Parrots are fickle creatures with even more fickle habits. A cockatoo will scream and dance and throw your favorite glass vase over the side of the balcony. A budgie will chew you to death, which would take an inordinate amount of time, time the hyacinth macaw has, and the budgie does not. There are folk tales across the sea about African parrots and omens, just as Edgar Allen Poe popularized the raven. All the raven can say is ‘nevermore,’ but an African Grey has been confirmed to say anything a six-year-old can repeat.
The point is that a hyacinth macaw has the most brutal mouth of all the hook-billed birds, is the longest-lived, and is known as gentle. Yes, gentle. It may be its striking colors that allow it to have such genial attitudes. It is beautiful; do parrots know about beauty? They must. The oldest living hyacinth macaw died at the prosaic age of one hundred and seventeen, or one hundred and fourteen, or just eighty. For all we know, the bird could have been replaced in its mid-forties, and none would be the wiser. We would not settle for such a wanton display of untruth if it were not so beautiful.
“Ah,” a very beautiful woman told me, “but there is beauty in everything.”
And I might agree with her if I could stop staring at her perfectly crafted cupid bow, her long lashes, and her big, beautiful brown eyes. Even the barista hesitated to give her a cup of coffee because looking at her hurts—just a little.
She is a pilot. She landed in my city for just three days before flying again across the world. Her suit is an unnatural blue, only found in unnatural circumstances. Her wings are small metal, pinned to the front of her breast pocket.

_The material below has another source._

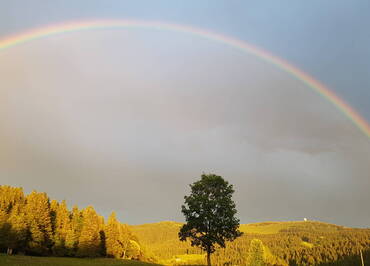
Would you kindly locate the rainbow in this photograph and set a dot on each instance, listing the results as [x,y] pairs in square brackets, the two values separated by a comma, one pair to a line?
[73,26]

“Is there anywhere you’ve flown that you didn’t find beautiful?” I asked, and the last sip of my coffee tasted bitter.
She decided to think for a while, leaning her head to the side so her large eyes could follow the trails of an airplane above. Her neck moved, but her eyes did not. I forgot where she came from, but her skin was far darker than I remembered, so it must have been somewhere warm.
“I don’t like coming home,” she said. “You know how parents get. Empty nesters.”

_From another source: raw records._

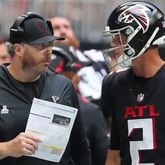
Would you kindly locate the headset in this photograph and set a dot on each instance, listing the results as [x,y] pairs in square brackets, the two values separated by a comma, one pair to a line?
[17,26]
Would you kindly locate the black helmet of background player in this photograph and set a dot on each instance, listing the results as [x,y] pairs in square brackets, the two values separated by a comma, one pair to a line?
[63,60]
[141,23]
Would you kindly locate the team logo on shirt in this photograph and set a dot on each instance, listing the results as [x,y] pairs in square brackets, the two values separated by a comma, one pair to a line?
[4,110]
[140,97]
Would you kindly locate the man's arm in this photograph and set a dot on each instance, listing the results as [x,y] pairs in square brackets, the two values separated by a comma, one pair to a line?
[113,157]
[22,144]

Loneliness is universal; even the hyacinth understands what it means to be alone. The species is over-collected and stolen from divots in ancient trees that have been a bastion in South America for years. There was no natural predator of the hyacinth until people learned of how parrots love.

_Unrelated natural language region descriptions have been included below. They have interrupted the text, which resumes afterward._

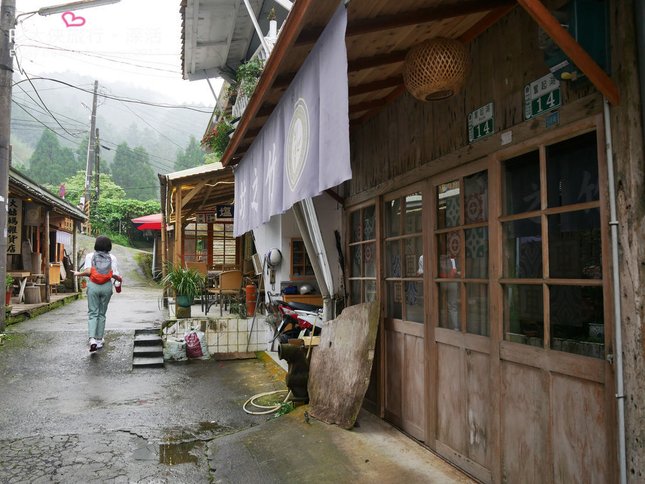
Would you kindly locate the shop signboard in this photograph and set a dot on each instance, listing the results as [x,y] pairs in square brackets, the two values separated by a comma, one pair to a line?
[481,122]
[541,96]
[14,226]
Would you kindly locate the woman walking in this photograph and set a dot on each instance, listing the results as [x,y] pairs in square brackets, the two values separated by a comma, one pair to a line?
[101,267]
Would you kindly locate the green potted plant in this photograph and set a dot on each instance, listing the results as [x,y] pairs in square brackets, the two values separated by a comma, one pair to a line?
[8,288]
[248,74]
[186,283]
[218,137]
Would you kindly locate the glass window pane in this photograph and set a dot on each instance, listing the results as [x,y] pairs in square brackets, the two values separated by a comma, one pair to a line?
[354,292]
[572,171]
[393,218]
[413,207]
[414,302]
[370,291]
[369,259]
[522,184]
[524,314]
[356,254]
[523,248]
[574,245]
[577,320]
[413,254]
[393,259]
[355,227]
[477,253]
[477,309]
[448,211]
[448,250]
[369,223]
[476,198]
[449,305]
[394,300]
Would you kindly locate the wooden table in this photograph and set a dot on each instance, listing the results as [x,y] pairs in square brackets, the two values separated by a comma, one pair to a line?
[22,277]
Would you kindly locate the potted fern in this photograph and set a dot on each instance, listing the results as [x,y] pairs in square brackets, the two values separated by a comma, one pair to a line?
[8,282]
[187,284]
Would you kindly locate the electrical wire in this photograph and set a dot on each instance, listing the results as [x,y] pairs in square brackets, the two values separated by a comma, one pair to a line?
[40,98]
[117,98]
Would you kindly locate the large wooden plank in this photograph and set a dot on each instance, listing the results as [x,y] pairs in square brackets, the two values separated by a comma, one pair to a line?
[451,411]
[478,411]
[414,407]
[394,377]
[579,438]
[340,367]
[525,424]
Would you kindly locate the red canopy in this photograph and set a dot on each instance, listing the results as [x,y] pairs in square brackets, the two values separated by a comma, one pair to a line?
[148,222]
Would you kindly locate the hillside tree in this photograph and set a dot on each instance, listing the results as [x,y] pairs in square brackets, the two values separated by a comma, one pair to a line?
[132,171]
[191,156]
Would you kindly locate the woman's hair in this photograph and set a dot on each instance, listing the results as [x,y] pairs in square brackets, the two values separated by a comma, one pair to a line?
[103,244]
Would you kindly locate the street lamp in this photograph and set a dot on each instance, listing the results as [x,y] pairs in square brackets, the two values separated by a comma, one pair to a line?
[7,25]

“I never understood it,” I said honestly.
A hyacinth macaw should be kept in a cage 34 inches wide, 24 inches deep, and 64 inches tall. It should be stainless steel. They will chew through metal. They will chew through anything if they try hard enough. They will not hurt you. They will not bite. Remember: They are gentle.
She looked at me funny—the pilot. Like I am climbing up on her arm with my unrestrained beak, and her skin is supple. Flesh. She can hold me; I would let her. I can become beautiful in her arms; she can sell me for twelve thousand dollars and keep me vulnerable. My love is worthy; my love is conditional. I love like a parrot.